En décidant que l’absence d’une mise en garde constitue un facteur important, mais pas déterminant, dans l’analyse du caractère volontaire, la Cour, dans Boudreau c. The King, [1949] R.C.S. 262, a confirmé que la règle des confessions devrait également demeurer souple pour tenir compte de la complexité des réalités des enquêtes policières. Considérer l’absence d’une mise en garde policière comme un facteur déterminant du caractère volontaire en imposant une règle rigide risquerait d’empêcher le recours à des techniques d’enquête légitimes tout en faisant fi des autres protections prévues par la règle.

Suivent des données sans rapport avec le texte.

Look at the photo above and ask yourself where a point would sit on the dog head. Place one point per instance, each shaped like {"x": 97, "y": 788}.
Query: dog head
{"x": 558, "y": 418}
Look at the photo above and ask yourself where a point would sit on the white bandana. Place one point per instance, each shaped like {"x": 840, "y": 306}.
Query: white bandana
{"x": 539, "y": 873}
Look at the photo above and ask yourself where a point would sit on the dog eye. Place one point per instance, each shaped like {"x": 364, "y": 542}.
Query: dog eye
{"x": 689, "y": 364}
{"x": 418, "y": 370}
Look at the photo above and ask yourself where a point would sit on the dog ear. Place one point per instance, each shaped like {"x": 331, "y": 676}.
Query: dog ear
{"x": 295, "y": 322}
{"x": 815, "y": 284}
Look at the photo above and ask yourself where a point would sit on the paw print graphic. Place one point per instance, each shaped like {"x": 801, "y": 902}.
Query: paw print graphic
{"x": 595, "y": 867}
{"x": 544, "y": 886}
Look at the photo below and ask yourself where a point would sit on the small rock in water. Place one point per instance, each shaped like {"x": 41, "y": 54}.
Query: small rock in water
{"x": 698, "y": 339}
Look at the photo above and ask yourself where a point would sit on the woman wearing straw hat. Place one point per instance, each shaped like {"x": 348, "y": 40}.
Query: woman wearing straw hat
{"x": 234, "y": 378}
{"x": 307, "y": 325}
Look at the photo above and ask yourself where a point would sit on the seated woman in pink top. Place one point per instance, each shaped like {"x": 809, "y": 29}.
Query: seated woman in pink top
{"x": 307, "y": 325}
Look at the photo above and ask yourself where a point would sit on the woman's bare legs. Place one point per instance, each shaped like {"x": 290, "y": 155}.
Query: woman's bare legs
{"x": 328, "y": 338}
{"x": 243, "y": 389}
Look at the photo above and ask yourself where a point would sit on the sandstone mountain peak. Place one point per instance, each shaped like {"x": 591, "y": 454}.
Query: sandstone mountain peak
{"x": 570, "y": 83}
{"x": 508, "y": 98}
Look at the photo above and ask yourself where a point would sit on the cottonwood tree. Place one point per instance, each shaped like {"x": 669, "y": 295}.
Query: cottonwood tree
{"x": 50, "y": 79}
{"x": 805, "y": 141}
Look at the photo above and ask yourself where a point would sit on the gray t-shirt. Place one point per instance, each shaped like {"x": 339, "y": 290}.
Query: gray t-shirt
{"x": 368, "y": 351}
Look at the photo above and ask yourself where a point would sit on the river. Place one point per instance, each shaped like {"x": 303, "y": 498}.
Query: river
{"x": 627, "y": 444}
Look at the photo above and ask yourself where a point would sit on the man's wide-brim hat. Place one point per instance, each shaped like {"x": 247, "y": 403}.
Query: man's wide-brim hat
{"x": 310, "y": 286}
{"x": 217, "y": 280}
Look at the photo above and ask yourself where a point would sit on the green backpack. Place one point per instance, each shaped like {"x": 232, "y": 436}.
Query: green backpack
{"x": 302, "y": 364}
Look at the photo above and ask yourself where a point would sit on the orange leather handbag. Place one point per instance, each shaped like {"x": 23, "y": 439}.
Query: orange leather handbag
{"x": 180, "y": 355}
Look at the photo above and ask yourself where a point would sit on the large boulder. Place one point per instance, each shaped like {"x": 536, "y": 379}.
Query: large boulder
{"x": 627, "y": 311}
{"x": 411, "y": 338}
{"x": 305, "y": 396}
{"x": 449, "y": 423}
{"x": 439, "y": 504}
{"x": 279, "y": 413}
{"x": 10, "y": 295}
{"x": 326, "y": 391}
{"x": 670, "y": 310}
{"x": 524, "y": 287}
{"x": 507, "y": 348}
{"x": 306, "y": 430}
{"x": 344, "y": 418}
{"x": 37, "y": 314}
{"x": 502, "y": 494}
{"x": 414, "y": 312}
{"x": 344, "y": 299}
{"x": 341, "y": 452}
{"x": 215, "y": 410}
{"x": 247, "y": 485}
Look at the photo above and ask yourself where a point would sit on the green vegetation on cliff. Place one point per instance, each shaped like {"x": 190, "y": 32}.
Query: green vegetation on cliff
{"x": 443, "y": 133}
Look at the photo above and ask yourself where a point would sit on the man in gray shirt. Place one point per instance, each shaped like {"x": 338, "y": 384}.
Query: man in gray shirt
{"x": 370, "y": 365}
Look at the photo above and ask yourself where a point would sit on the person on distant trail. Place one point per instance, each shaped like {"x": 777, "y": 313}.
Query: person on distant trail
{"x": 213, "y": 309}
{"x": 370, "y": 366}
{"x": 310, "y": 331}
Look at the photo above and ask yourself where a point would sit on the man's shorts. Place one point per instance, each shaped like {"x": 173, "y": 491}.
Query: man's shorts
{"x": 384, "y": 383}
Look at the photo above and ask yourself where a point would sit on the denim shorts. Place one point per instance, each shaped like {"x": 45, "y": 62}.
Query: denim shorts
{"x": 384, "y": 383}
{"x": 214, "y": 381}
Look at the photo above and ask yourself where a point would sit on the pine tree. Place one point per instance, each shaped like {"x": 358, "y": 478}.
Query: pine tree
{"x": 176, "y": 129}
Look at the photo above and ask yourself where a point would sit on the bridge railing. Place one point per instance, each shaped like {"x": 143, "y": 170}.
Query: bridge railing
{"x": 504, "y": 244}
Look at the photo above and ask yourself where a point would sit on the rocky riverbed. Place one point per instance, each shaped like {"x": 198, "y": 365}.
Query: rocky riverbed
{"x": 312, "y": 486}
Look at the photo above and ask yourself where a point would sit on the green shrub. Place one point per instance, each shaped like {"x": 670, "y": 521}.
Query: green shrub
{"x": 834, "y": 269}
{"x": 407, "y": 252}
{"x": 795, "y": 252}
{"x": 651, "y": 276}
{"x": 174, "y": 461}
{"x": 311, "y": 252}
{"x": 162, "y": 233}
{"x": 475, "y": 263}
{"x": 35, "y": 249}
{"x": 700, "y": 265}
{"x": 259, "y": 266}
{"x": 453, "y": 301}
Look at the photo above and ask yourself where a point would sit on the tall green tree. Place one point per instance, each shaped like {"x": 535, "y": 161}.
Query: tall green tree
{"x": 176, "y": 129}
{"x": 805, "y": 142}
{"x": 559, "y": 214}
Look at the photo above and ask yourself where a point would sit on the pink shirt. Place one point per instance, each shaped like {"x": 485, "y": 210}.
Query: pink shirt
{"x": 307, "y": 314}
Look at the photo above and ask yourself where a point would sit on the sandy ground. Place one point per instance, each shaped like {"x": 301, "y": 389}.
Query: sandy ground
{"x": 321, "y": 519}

Exiger une mise en garde dans toutes les circonstances entraverait inutilement le travail des policiers, et pourrait même nuire aux enquêtes lorsqu’une personne n’est exposée à aucun risque juridique manifeste et que les policiers ont simplement l’intention de recueillir de l’information. En conséquence, il est préférable de permettre aux tribunaux de procéder avec souplesse à une évaluation des véritables circonstances du contact avec la police. Dans des circonstances où la police interroge un suspect qui n’est pas détenu sans lui faire une mise en garde, l’absence de cette dernière n’est pas fatale, mais elle constitue un facteur important pour juger du caractère volontaire des déclarations.
Si la Couronne est en mesure de prouver que le suspect a conservé la capacité d’exercer son libre choix vu l’absence de signes de menaces ou d’encouragement, d’oppression, de l’absence d’un esprit conscient ou de ruse policière, cela suffira pour qu’elle se décharge de son fardeau de prouver que la déclaration était volontaire et remédier à l’absence de mise en garde qui avait entaché le processus. La Couronne n’est pas pour autant libérée de son fardeau ultime de prouver le caractère volontaire hors de tout doute raisonnable. L’accent est plutôt mis sur la portée juridique de l’absence d’une mise en garde comme une manifestation possible du caractère non volontaire lorsqu’une personne est un suspect.
En l’espèce, la Cour a jugé que l’accusé a fait le choix libre et éclairé de parler à la police et n’a pas été privé injustement de son droit au silence. Malgré l’absence d’une mise en garde, les déclarations de l’accusé étaient volontaires suivant la règle des confessions.
L’absence de mise en garde constitue une preuve prima facie que les déclarations de l’accusé étaient involontaires, puisqu’il y avait un motif raisonnable de considérer l’accusé comme un suspect au moment de l’interrogatoire. Toutefois, la Couronne s’est acquittée de son fardeau en prouvant que l’absence d’une mise en garde a été sans conséquence et que les déclarations étaient, hors de tout doute raisonnable et compte tenu du contexte dans son ensemble, volontaires. De plus, l’accusé n’a pas été détenu psychologiquement, de telle sorte qu’il ne saurait prétendre à la violation de ses droits protégés par la charte. En conséquence, son droit de recourir à l’assistance d’un avocat n’a pas été violé.
Les juges Brown et Martin sont dissidents. Selon ces juges, si l’on applique ce test reformulé à la présente affaire, l’accusé n’a pas parlé volontairement aux policiers en étant conscient de ce qui était en jeu. La Couronne n’a présenté aucune preuve claire et convaincante démontrant que les déclarations de l’accusé étaient volontaires et n’a donc pas réussi à réfuter la présomption du caractère involontaire.